The initial concept proposed by @rabernat is a meta
Zarr group which contains a collection of 1D arrays for each metadata property. At a minimum they would have something like
meta
├── date
├── bbox
└── collection
date
- dtype is numpy.datetime64
bbox
- contains WKT and the dtype is vlen
or WKB and the dtype bytes
(not sure on extension dtype support here)
collection
- dtypeis
vlen`
The initial table provider implementation should be able to use a query like
SELECT idx
FROM meta
WHERE date < TIMESTAMP '2025-07-01 00:00:00' AND ST_Intersects(
bbox,
ST_GeomFromText('POLYGON((0 0, 0 10, 10 10, 10 0, 0 0))')
);
And return a list of indices (more on how we might tie this its associated array data in a moment). My biggest question here is how Datafusion can generate the most efficient incremental scan plan when we need to filter multiple arrays?
This should be our initial goal and then we can move onto ...
Datafusion Table Provider for Icechunk materialized indexes
Ideally we'd like to be able generate separate indices for these 1d arrays, store them as serialized arrays within Icechunk and have Datafusion materialize them and use them for predicate pushdown operations when available. I'd propose trying to serialize a geo-index for bbox
and some form of b-tree for date
and then see how we can interact with those.

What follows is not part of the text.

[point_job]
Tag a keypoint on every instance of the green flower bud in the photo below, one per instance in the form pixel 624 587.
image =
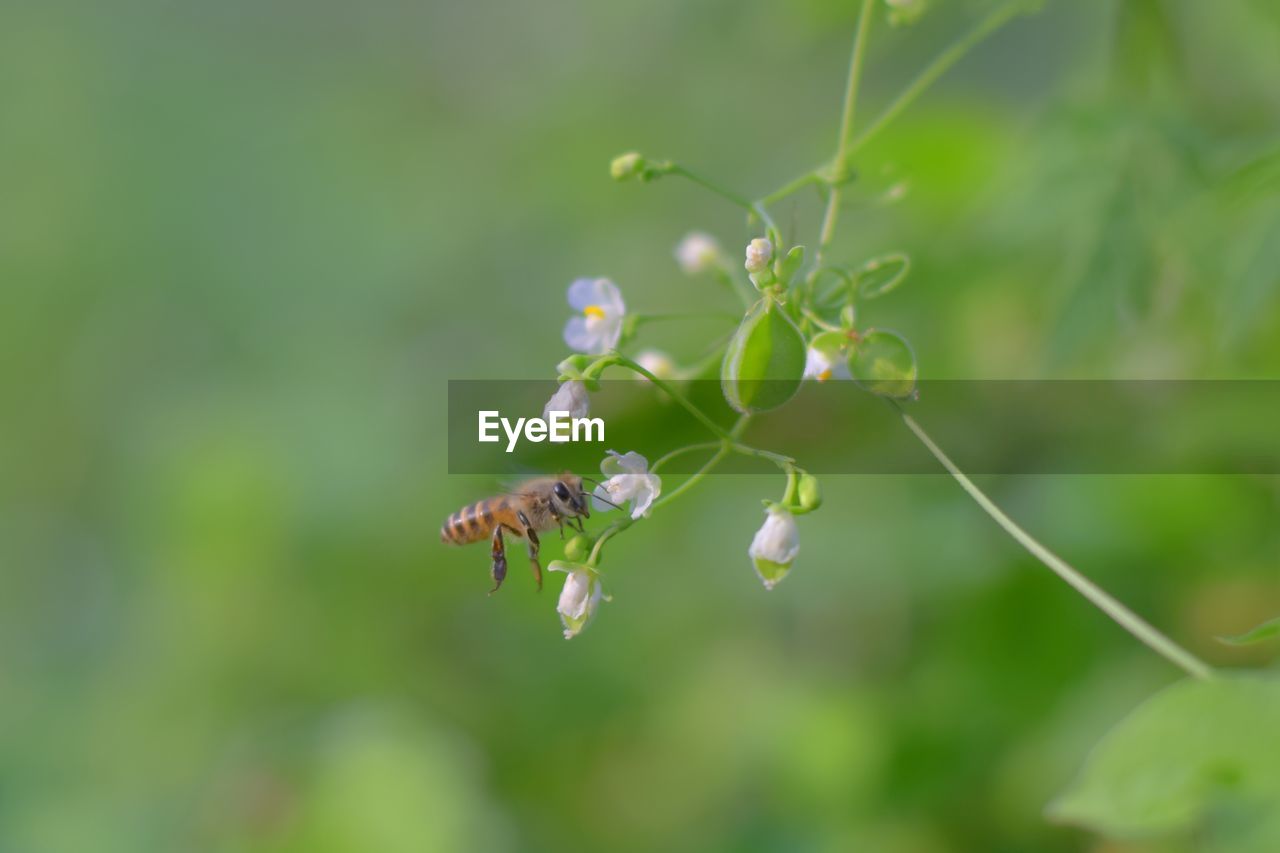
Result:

@kylebarron These would be the initial asks for you to investigate. In parallel, @maxrjones and I can start to investigate how our proposed "middleware" library could use idx
s returned from the query to
- Retrieve the associated array chunks and present them as a zarr like structure that can be accessed via
zarr-python
- Embed the requested metadata fields into the
.zattrs
for each presented array. (As flat attributes for now).
This is just some broad strokes to keep you busy while I'm out 😆 so feel free to comment / edit as you see fit.